Witty.works et Hubert, deux startups en test
Parmi ses partenaires, Manpower compte des startups, dont witty.works, Kirae et Hubert, mais aussi des acteurs mondiaux de la tech comme Microsoft et Snowflake (« qui nous apporte énormément de fonctionnalités », ajoute l’experte au sujet de l’éditeur cofondé par des Français).
Les dernières annonces de Snowflake dans le domaine de l’IA sont d’ailleurs examinées de très près. « Nous allons les tester très rapidement. » Avec Microsoft, le groupe a déployé une centaine de licences Copilot pour la bureautique (sur la base du volontariat).
Des actions dédiées d’accompagnement à l’adoption de l’assistant sont en cours. « Copilot a suscité un grand questionnement » des utilisateurs quant à ses usages. Les formations, basées sur des démonstrations, ont permis de le traiter « en aidant les collaborateurs à se projeter sur son utilisation ».

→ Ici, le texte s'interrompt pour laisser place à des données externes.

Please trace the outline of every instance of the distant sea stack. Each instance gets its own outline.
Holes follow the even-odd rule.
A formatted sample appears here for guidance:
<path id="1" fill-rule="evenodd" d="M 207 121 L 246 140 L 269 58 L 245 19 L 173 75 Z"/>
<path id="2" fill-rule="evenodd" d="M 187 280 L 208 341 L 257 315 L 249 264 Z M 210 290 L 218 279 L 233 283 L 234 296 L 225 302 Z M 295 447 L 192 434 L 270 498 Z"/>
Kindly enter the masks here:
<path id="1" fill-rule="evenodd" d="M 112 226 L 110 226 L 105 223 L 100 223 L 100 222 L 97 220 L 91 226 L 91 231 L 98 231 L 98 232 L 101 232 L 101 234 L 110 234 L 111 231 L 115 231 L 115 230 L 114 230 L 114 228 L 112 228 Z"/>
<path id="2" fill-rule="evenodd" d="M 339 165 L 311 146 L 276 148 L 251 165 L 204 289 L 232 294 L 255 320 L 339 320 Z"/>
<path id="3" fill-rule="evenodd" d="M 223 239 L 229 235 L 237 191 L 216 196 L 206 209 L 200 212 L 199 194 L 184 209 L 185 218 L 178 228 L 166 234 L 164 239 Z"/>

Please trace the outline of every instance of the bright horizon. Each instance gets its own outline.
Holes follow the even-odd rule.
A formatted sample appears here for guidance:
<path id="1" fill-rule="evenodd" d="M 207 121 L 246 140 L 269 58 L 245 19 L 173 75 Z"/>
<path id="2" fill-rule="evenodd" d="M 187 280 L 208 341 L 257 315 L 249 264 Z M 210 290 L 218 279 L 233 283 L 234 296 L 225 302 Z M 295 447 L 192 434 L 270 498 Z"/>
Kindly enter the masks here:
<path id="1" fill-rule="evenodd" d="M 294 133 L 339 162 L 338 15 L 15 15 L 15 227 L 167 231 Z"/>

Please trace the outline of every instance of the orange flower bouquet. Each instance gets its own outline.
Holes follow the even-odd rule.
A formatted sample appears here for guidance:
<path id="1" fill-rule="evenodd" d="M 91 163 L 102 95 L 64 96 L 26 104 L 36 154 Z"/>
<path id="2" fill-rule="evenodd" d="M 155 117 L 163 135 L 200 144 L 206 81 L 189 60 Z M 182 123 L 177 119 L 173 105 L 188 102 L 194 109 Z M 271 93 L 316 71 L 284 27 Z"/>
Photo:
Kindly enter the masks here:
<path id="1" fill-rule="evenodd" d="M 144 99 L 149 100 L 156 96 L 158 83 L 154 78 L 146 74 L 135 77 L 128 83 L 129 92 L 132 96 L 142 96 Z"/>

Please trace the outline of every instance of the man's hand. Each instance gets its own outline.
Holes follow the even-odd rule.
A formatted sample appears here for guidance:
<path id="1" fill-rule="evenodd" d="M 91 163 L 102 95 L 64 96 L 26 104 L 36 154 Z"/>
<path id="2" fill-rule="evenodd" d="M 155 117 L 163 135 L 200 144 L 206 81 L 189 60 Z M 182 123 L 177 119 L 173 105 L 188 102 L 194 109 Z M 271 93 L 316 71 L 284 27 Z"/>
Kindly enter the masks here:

Côté startup, deux font l’objet d’une attention particulière. Elles ont été sélectionnées (parmi 250) à l’occasion du challenge innovation lors de VivaTech : witty.works (diversité et inclusion) et Hubert.ai. La première est en cours d’évaluation. La seconde est en déploiement au Royaume-Uni après un lancement en Suède.
witty.works édite un « plugin linguistique, basé sur une IA augmentée, qui détecte les préjugés dans la communication et fournit un contenu de micro-apprentissage sur ces préjugés. » La startup Hubert.ai intervient quant à elle en amont du processus de recrutement lors du pre-screening.
Les candidats volontaires sont soumis à une pré-qualification. La technologie à base d’IA générative permet une évaluation en temps réel sur différents canaux (entretiens vocaux, WhatsApp, etc.). « L’assistant traite de gros volumes de pré-qualifications, score les candidats, renvoie au sein de notre ATS la liste et un résumé de l’ensemble des entretiens. » Charge ensuite au recruteur de finaliser la sélection.
Manpower estime à 90 % la réduction de la charge de travail associée à la sélection – tout en se traduisant par une augmentation de la satisfaction des candidats.
« Plus que de chercher à nous appuyer totalement sur l’IA, nous restons convaincus que nos recruteurs sont nos experts et doivent rester au cœur de nos processus. C’est la raison pour laquelle nous investissons sur leur accompagnement et les formations en interne », conclut Dalila Ait-Oussekri.